A Sashimi plot generated by the stand-alone program for four RNA-Seq samples 
is shown in Figure 1c. Samples are color-coded by condition, with RNA-Seq 
samples from wild type mice in red and mouse heart tissues depleted for the 
splicing factor Muscleblindl ('heartKOa', 'heartKOb') in orange. Read densities 
across exons are quantified in RPKM units (Mortazavi et al., 2008) and junction 
reads are plotted as arcs that are annotated with the raw number of junction 
reads present in each sample.

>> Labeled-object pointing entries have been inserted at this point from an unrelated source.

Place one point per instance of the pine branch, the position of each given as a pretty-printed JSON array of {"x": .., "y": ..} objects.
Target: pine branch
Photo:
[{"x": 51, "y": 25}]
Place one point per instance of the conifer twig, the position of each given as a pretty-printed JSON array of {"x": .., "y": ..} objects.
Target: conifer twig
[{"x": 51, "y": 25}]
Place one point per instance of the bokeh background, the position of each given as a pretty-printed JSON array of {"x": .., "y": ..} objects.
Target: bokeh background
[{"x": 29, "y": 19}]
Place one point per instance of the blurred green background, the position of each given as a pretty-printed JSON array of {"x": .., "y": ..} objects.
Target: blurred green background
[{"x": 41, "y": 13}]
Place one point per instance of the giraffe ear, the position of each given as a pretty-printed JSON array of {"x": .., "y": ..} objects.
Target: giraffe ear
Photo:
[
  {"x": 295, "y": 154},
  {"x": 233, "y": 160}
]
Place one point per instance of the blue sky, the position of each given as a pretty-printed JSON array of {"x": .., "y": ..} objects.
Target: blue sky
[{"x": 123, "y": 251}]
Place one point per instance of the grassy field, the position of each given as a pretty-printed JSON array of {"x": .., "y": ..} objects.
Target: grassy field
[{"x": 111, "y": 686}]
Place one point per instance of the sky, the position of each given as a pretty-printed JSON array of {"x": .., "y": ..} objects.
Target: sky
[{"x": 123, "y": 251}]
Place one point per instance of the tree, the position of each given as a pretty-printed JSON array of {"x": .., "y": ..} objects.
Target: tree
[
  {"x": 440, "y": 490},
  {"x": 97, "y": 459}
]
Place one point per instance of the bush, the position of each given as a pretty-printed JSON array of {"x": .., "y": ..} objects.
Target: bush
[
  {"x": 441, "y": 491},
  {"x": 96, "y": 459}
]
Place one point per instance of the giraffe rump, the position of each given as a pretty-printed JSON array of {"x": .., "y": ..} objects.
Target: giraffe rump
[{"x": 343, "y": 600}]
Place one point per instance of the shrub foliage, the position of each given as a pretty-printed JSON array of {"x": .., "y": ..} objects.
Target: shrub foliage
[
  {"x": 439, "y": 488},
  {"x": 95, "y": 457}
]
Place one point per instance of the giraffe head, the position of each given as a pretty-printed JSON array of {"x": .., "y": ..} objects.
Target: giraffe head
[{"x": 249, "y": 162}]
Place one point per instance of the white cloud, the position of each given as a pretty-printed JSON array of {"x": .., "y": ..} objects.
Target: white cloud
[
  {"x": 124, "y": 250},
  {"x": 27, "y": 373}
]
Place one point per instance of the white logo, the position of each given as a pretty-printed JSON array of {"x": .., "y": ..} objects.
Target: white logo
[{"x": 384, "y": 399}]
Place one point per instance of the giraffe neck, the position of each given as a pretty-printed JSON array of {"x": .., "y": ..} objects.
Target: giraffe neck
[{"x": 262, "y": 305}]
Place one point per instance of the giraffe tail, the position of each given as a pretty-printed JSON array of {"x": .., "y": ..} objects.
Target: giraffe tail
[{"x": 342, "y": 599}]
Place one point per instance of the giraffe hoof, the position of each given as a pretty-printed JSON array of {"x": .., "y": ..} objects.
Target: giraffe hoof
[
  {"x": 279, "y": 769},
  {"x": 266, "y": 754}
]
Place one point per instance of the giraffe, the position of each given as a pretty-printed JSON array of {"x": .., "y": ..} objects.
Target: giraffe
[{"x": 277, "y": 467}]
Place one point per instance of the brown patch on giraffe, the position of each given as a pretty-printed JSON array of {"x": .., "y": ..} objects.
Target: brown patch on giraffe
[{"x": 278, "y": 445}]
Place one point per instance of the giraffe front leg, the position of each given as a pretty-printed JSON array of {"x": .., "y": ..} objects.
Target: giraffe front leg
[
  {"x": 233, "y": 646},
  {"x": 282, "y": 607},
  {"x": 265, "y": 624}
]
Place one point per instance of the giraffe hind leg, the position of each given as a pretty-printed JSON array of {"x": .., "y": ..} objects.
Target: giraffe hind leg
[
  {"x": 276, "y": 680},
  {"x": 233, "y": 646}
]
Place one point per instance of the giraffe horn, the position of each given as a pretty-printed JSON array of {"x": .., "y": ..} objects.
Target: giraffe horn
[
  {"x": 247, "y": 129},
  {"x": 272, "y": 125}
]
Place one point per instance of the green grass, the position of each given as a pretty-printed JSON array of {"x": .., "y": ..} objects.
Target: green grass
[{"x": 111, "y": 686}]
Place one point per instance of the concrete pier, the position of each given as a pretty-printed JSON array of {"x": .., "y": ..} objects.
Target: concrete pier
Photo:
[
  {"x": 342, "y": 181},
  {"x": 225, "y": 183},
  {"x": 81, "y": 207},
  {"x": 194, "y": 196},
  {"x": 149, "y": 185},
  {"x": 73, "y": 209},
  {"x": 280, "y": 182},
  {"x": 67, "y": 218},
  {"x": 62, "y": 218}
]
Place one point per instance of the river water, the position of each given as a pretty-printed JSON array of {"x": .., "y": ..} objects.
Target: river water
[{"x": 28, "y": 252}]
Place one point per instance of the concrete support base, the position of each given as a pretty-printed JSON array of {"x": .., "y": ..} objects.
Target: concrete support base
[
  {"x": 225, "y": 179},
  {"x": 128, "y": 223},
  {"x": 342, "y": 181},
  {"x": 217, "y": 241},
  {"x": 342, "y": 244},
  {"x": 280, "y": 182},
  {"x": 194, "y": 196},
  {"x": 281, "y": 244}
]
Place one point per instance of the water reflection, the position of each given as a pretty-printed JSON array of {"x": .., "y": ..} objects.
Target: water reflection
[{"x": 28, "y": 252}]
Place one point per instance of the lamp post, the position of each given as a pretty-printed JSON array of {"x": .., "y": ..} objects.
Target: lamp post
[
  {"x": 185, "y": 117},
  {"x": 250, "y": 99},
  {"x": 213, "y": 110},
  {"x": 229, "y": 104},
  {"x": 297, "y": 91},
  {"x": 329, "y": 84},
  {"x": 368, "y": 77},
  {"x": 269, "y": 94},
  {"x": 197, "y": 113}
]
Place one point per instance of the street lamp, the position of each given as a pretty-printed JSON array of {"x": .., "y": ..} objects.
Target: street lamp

Alternative isoforms from the input annotation are 
shown at bottom. The plot highlights the differential splicing of the middle exon, 
which appears to be predominantly included in the wild type samples but mostly 
excluded in the knockout samples. This difference is confirmed by the MISO 
estimates for the inclusion of the exon (Figure 1c), which indicate that inclusion 
levels for the exon (quantified as 'Percent Spliced In' or *F, as in (Katz et al., 
2010)) is -77% in wild type samples and only -25% in the knockout samples. 
Users can customize the scales, colours, labels and other features of the plot 
through a text settings file. 

An IGV-Sashimi plot for the genomic region containing the same alternative exon 
is shown in Figure 1d, with one wild type heart sample shown in red and one 
knockout heart sample in blue. The GFF annotation of the alternatively spliced 
exon is shown in the lower panel, and RefSeq canonical transcripts for the gene 
are shown above. The boundaries of the Sashimi plot are determined by the 
region of interest shown in the IGV browser window, and can be altered to 
include more or fewer exons using the zoom in/out feature of the browser. As in 
Figure 1c, the raw junction read counts are shown on top of each junction arc. 

The Sashimi plot code base is free and open-source (available via GitHub), and 
can be used to combine isoform expression levels with other genomic data. The 
Sashimi plot code base was recently adapted to display splicing quantitative trait 
loci ('sQTL') alongside genotypic information (Wu et al., 2014). 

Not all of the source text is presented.